Four orientations of R1 and R2 are possible (Fig. 1D). However, only cases 1a and 2a shown in Figure 1D can generate valid fusions, as their reads have soft-clipped sequences facing opposite directions. Thus, before k-mer comparison (Fig. 1C), the reverse complement of R1 is taken for cases 1b and 2b, respectively, converting them into cases 1a and 2a. Separately, in some cases short sequences surrounding breakpoints are either similar or identical (i.e. microhomologous sequences), hindering unambiguous breakpoint determination using the approach described above. Let iterators i and j denote the first matching sequence positions between the non-clipped and soft-clipped segments of R1 and R2, respectively. To reconcile sequence overlap, FACTERA arbitrarily adjusts the breakpoint in R2 (i.e. bp2 in Fig. 1E) to match R1 (i.e. bp1 in Fig. 1E) using the sequence offset determined by differences in distance between bp2 and i and bp1 and j (Fig. 1E).

Finally, to verify candidate fusions following read comparison and breakpoint adjustment, FACTERA aligns all soft-clipped and unmapped reads against each candidate fusion sequence (±500 bp padding around the breakpoint) using BLASTN. Reads that map with at least 95% identity and exceeding 90% of the input read length (by default) are retained, and reads that span or flank the breakpoint are enumerated. Output redundancy is eliminated by removing fusion sequences within a 20 nt interval of any fusion sequence with greater read support and with the same sequence orientation (to avoid removing reciprocal fusions). By default, all fusions with at least five breakpoint-spanning reads are reported; however, we note that FACTERA produced the same output described in Results when only one soft-clipped read from each breakpoint was required.
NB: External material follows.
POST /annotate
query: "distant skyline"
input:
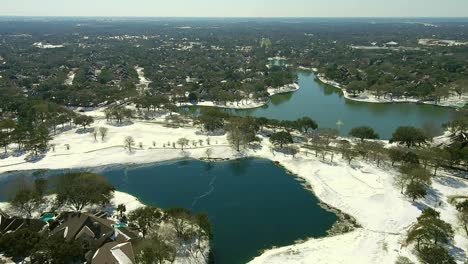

In addition to the basic algorithm, several heuristics were implemented to improve performance. First, to increase specificity, k-mer comparison is used to assess similarity between the soft-clipped portion of R1 and mapped portion of R2 in addition to the opposite scenario shown in Figure 1C. The same matching threshold described above is required for further consideration of a candidate fusion. Moreover, if breakpoint adjustment is applied initially (Fig. 1E), an equal but opposite breakpoint offset is required for the reciprocal comparison in order for the candidate fusion to proceed. Second, to suppress errors, a consensus sequence is derived from soft-clipped segments that share the same putative breakpoint (e.g. Fig. 1C), and this ‘corrected’ sequence is used for read comparison. Third, if breakpoint adjustment is required for R2, the subsequence in R2 between both original breakpoints (i.e. bp1 and bp2 in Fig. 1E) is compared with the corresponding sequence in the reference genome. If the two sequences are identical, the breakpoint adjustment is performed to R2 (i.e. gene 2). Otherwise, an equal but opposite breakpoint adjustment is performed to R1 (i.e. gene 1), while no adjustment is made for R2. This subroutine reduces the impact of alignment errors on breakpoint adjustment. For further details, including implementation and output, see Supplementary Notes.

3 RESULTS

To evaluate FACTERA’s performance, we applied our 125 kb sequencing panel to eight NSCLC tumor genomes, consisting of six patients and two cell lines (NCI-H3122, HCC78), all harboring a known rearrangement in ALK or ROS1 as confirmed by FISH (Bergethon et al., 2012; McDermott et al., 2008; Newman et al., 2014). FACTERA identified 16 inter-gene fusions with a median of two fusions per sample, confirming all known ALK and ROS1 fusions while precisely characterizing unknown partner genes, breakpoints and reciprocal events (Supplementary Table S1). For example, FACTERA detected a balanced SLC34A2-ROS1 translocation in HCC78, whereas in patient 9 (P9), it identified a reciprocal EML4-ALK intrachromosomal fusion (inversion) along with two novel ROS1 fusion partners (MKX, FYN). Both novel ROS1 fusion events, along with three additional fusions in three samples, were validated by qPCR (Supplementary Fig. S1). Moreover, in every examined instance, predicted breakpoints were experimentally verified (n = 3; Supplementary Fig. S2). Notably, while our capture panel was designed to target ALK and ROS1 without knowledge of their partners, FACTERA readily identified both known (EML4, KIF5B, SLC34A2 and CD74) and novel translocation partners for these genes.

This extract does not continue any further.